Saturday, 18 April 2026

On April 17, 2026, India’s lower house of parliament, the Lok Sabha, rejected the Constitution (131st Amendment) Bill, dealing a blow to the government’s efforts to reform the electoral system. The bill garnered 278 votes in support and 211 against, with 489 members participating and no abstentions. Under Article 368, constitutional amendments need approval from at least two-thirds of those present and voting, a threshold it did not meet.

Lok Sabha Speaker Om Birla announced the bill’s failure due to insufficient majority. This occurred shortly after the government activated the Constitution (106th Amendment) Act, 2023, which mandates 33% reservation for women in the Lok Sabha and state assemblies, effective from April 16.

Following the defeat, Union Minister Kiren Rijiju withdrew the related Delimitation Bill, 2026, and the Union Territories Laws (Amendment) Bill, 2026, as they depended on the amendment’s passage. This outcome disrupts plans to expand Lok Sabha seats and casts doubt on the timely rollout of women’s reservations.

The 131st Amendment aimed to revise India’s electoral structure, which has maintained Lok Sabha seats at 550 based on the 1971 census. It proposed raising this to 850 seats, with 815 allocated to states and 35 to union territories, aligning representation with current population data.
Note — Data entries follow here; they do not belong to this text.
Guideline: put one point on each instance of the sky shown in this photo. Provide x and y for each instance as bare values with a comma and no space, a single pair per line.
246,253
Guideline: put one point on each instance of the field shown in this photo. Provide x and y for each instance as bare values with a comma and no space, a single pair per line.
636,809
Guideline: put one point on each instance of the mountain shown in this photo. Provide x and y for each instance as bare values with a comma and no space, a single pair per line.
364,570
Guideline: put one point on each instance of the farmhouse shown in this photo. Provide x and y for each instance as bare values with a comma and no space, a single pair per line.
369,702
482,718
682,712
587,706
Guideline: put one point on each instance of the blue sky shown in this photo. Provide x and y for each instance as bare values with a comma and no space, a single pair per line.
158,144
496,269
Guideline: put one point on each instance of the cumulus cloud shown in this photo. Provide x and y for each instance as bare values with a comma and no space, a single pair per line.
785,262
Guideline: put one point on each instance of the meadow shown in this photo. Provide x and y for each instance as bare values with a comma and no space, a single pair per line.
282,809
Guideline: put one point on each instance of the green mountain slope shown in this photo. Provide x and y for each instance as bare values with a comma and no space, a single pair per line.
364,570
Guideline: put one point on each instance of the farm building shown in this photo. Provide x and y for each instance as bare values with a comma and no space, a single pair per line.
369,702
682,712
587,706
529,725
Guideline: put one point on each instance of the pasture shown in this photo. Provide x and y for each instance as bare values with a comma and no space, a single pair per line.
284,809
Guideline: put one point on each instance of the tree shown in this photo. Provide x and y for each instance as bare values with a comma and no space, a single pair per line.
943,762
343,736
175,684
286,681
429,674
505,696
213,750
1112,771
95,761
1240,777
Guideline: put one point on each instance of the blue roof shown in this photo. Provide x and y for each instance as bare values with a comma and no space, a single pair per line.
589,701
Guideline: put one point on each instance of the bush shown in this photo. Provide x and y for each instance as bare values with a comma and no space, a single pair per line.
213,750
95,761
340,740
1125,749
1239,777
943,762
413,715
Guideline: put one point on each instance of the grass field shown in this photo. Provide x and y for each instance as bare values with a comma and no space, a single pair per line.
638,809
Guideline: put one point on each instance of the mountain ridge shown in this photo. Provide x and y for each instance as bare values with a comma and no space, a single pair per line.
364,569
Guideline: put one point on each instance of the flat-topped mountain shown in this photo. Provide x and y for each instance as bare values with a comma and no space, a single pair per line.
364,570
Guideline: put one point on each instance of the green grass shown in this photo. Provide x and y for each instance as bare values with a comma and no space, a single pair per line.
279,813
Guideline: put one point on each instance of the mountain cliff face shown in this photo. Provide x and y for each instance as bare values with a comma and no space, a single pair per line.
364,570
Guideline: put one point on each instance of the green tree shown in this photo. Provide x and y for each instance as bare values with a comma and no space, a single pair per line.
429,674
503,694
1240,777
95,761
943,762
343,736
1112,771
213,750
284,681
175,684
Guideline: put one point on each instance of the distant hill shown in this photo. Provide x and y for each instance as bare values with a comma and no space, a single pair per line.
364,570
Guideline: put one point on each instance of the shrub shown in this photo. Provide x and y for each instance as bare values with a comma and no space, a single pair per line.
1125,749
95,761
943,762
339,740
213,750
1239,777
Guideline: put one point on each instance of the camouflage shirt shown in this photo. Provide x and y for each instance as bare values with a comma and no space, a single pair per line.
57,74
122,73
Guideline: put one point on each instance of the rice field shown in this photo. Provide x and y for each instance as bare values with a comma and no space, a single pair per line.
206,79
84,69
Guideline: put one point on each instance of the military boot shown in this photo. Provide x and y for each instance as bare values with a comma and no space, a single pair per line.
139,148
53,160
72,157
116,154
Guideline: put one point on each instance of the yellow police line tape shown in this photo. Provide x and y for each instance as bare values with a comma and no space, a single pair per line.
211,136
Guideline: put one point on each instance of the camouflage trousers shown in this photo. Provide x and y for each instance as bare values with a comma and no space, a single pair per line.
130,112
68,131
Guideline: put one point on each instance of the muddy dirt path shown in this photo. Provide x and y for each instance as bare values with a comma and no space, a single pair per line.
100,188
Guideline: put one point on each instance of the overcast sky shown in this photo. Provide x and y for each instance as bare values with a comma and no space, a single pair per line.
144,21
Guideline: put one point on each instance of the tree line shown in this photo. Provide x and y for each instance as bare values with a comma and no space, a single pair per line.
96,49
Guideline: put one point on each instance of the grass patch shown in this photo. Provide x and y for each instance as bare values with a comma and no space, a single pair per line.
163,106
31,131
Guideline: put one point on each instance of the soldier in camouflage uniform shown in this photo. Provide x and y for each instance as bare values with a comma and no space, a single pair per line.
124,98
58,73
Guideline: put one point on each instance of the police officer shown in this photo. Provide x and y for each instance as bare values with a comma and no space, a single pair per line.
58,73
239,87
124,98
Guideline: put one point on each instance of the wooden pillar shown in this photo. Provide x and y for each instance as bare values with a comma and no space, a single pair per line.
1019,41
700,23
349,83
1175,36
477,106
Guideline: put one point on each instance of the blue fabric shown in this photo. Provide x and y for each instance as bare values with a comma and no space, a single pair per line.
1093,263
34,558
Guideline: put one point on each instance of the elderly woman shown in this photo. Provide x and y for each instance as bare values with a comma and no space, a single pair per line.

The bill would have empowered parliament to schedule the next delimitation—redrawing constituency boundaries—and select the census data for it, specifying the 2011 census. Crucially, it sought to expedite the women’s reservation by removing the link to a post-2023 census, enabling implementation through an imminent delimitation.

The 2023 Nari Shakti Vandan Adhiniyam, or Women’s Reservation Act, reserves one-third of seats in the Lok Sabha and state assemblies for women, including quotas for those from scheduled castes and tribes. However, it requires a new census and delimitation to take effect. Delayed by the pandemic, the next census is projected for completion by 2027, potentially postponing reservations until 2029 or later.

The 131st Amendment was intended to accelerate this timeline. Its rejection leaves the reservation’s activation uncertain. The associated Delimitation Bill would have updated seat allocations using recent demographics, ending the 1971-based freeze designed to avoid disadvantaging states with effective population control measures.